Cyprus has, in many ways, benefited from its close relationship with Russian investors, even if the current crisis can be laid in part at the door of the island’s “tax haven” policy. The Cyprus bail-out has inevitably come with strings attached: the International Monetary Fund and the Eurozone institutions are free to intervene in Cypriot fiscal affairs. As a member state of the European Union, Cyprus must adhere to the Egypt sanctions; and with its increasing dependence on the European Union after the bail-out, Cyprus would do well to embrace the spirit, and not just the letter, of the law. This would involve investigating and freezing any illicit assets, and then actually sending them back to Egypt.
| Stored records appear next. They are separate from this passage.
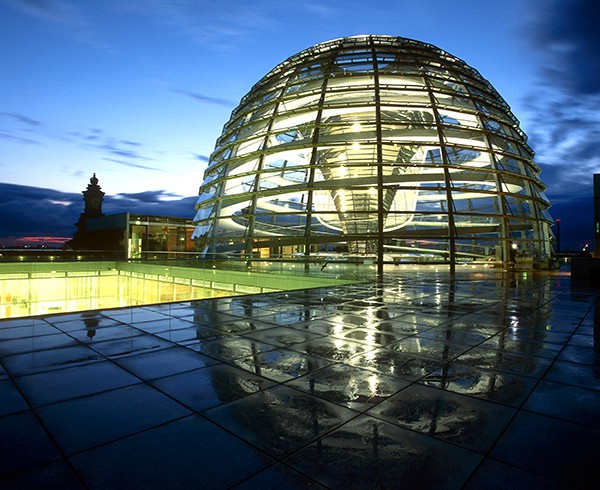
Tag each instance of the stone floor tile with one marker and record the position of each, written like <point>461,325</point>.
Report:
<point>211,386</point>
<point>97,419</point>
<point>355,388</point>
<point>552,448</point>
<point>64,384</point>
<point>370,453</point>
<point>449,417</point>
<point>280,420</point>
<point>187,453</point>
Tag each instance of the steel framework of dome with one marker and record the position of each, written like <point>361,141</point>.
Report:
<point>373,146</point>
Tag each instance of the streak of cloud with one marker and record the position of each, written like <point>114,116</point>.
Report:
<point>149,196</point>
<point>26,210</point>
<point>131,164</point>
<point>19,139</point>
<point>20,118</point>
<point>566,32</point>
<point>205,98</point>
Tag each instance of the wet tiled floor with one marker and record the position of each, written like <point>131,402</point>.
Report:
<point>484,381</point>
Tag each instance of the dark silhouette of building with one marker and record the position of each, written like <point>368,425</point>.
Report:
<point>127,235</point>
After all, it is in Cyprus’ interests to do so because a forthright policy of repatriating stolen Egyptian assets would go some way to boosting the island’s desired reputation as a sound investment destination.
Cyprus has made some small steps towards complying with its obligations under the European sanctions. When a delegation from the Egyptian illicit gains authority visited in June 2012, it was met warmly and given encouragement that Cyprus would process its requests for mutual legal assistance. That was an improvement on the limp response of the Cypriot attorney general, Petros Clerides, when asked by the Cyprus Mail in 2011 about Gamal Mubarak’s Cypriot holdings: “This is the first I hear of it.”
The hunt for the Mubaraks’ wealth overseas has borne little fruit so far. This is due in part to the intransigence, or the slow-moving asset-recovery procedures, of Britain and Switzerland, where assets belonging to the Mubaraks have been frozen, but also because of the disarray in which the Egyptian asset-recovery authorities find themselves. It is clear that there are good grounds for investigating the Mubaraks’ assets in Cyprus, and the Cypriot government—newly bailed out of an ongoing financial crisis by the Eurozone—can be expected to display fulfilling proactive fulfilment of its obligations under the European Union sanctions regime. Cyprus has the chance to be the first country in Europe to actually return frozen assets to Egypt, which would be a boost for the nation’s image, and for the hapless Egyptian authorities too.